Le secteur de la cybersécurité traverse une période de transformation profonde. Face à l’accroissement des menaces orchestrées et à l’usage de l’intelligence artificielle par les attaquants, la riposte traditionnelle, basée sur des outils isolés, montre ses limites. Les surfaces d’attaque se sont considérablement multipliées, englobant le cloud, les identités, les microservices et les nouveaux agents intelligents.
Historiquement, la sécurité fonctionnait par compartiments, avec des produits dédiés au poste de travail, au réseau ou à la messagerie, une segmentation qui ne permet plus de gérer efficacement le niveau de risque global d’une entreprise. Pour y remédier, Trend Micro, fort de plus de trente-cinq années d’expérience, préconise l’unification.
L’approche unifiée et continue du risque
Face aux attaques plus nombreuses et à l’usage de l’IA par les pirates, la sécurité en silos (chaque outil travaille seul) n’est plus efficace, surtout quand on est un freelance en portage salarial qui doit garantir la protection des données clients. Il faut arrêter d’attendre l’attaque pour réagir.
Il est essentiel d’adopter une approche globale et connectée du risque, comme le propose la plateforme Vision One. Elle utilise une base unique pour voir et relier tous les signaux d’alerte.
Grâce à l’outil Cybertron, les événements de sécurité sont interprétés selon leur contexte (métier ou lois).
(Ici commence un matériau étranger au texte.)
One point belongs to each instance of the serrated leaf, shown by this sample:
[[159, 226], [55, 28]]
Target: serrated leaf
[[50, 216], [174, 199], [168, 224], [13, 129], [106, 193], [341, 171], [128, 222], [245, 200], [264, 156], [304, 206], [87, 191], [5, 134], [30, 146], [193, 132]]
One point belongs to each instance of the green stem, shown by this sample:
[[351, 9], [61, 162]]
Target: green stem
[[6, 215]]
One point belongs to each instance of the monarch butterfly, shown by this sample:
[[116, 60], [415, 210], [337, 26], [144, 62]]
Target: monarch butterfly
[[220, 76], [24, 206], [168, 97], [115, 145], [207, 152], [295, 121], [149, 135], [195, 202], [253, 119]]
Pour que cela fonctionne bien, il faut que Vision One puisse intégrer rapidement les autres outils que vous utilisez.
Gestion continue et automatisation du risque (CTEM)
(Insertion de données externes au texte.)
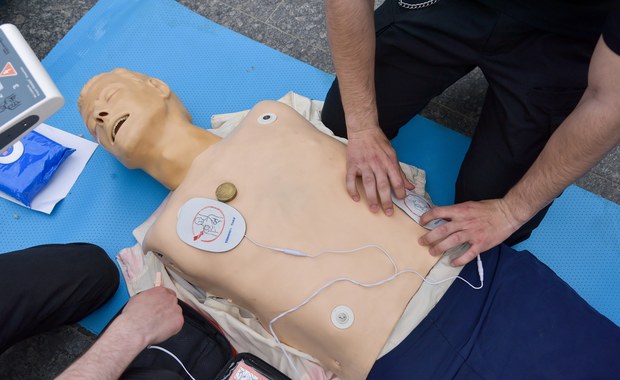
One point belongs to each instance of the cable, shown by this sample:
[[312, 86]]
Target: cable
[[152, 347], [396, 273]]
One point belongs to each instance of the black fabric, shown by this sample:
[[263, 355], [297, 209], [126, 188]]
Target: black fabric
[[48, 286], [576, 18], [535, 78], [200, 345], [611, 33]]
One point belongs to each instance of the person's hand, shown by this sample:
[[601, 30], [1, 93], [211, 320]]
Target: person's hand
[[483, 224], [371, 156], [153, 314]]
Le moteur Vision One est clé pour automatiser la correction des problèmes (avec les composants SIEM et SOAR), ce qui allège le travail des analystes tout en gardant une supervision humaine.
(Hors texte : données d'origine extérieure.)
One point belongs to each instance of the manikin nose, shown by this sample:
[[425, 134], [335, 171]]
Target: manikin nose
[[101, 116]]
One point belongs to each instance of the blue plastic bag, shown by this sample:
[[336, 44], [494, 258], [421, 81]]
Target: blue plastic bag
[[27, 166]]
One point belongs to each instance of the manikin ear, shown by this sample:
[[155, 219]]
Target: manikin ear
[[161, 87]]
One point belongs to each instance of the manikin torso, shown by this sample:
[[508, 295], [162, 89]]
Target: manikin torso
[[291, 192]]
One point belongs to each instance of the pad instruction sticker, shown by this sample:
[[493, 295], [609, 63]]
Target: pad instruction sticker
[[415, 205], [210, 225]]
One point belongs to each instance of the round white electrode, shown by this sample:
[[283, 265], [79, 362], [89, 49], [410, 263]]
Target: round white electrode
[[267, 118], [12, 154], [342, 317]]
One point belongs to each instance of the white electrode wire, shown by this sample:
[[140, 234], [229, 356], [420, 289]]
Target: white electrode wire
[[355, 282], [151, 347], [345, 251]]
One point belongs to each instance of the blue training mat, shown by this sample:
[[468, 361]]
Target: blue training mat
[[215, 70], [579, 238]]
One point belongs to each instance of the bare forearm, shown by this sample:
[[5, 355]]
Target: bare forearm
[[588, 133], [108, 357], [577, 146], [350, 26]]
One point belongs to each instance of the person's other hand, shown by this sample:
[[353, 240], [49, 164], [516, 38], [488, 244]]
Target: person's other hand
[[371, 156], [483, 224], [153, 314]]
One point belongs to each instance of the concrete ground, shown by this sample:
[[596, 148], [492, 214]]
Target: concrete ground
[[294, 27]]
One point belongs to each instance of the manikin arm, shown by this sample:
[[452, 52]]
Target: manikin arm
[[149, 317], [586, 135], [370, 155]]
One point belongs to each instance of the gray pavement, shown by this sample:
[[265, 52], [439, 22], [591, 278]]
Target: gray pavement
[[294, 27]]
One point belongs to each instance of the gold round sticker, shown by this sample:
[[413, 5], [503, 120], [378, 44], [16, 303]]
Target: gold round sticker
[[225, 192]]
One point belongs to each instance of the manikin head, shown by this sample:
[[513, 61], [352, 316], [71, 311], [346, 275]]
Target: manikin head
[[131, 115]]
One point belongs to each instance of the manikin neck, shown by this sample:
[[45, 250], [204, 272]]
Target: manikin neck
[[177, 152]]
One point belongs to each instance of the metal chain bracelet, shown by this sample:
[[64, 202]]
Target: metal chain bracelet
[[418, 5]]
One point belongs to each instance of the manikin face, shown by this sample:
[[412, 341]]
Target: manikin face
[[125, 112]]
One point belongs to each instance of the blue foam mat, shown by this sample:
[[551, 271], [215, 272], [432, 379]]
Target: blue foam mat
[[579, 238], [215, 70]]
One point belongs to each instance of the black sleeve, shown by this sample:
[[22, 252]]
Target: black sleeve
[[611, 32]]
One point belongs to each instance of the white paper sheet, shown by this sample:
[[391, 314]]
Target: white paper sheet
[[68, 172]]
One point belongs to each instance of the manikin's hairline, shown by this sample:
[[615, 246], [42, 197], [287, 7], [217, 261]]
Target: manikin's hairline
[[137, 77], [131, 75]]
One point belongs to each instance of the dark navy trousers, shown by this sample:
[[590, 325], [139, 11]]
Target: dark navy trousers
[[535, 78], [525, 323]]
Cette méthode s’appelle CTEM (Gestion Continue de l’Exposition aux Menaces). L’idée est d’évaluer le risque en permanence et de cartographier votre surface d’attaque en temps réel. Cela remplace les tests d’intrusion qui ne sont faits qu’une seule fois de temps en temps.
Gouvernance cyber et alignement stratégique
La gestion du risque cyber n’est plus l’affaire de la seule Direction des Systèmes d’Information (DSI) ; elle mobilise aussi des expertises externes, notamment celle d’un freelance en portage salarial spécialisé en cybersécurité.
Vision One facilite ce dialogue en intégrant l’adaptation sectorielle, la gouvernance réglementaire (DORA, NIS 2) et des indicateurs de performance. Le Centre Opérationnel de Sécurité (SOC) se transforme ainsi en un outil de pilotage et d’aide à la décision stratégique.
Sécurisation de l’IA et anticipation des risques
Face à l’essor de l’IA générative, l’anticipation des risques liés aux agents développés en interne est primordiale.
Trend Micro propose des solutions pour sécuriser les Modèles de Langage de Grande Taille (LLM) et les agents « maison ». Ces outils surveillent les comportements anormaux, les prompts et l’intégrité des systèmes pour prévenir la compromission silencieuse ou l’empoisonnement des données.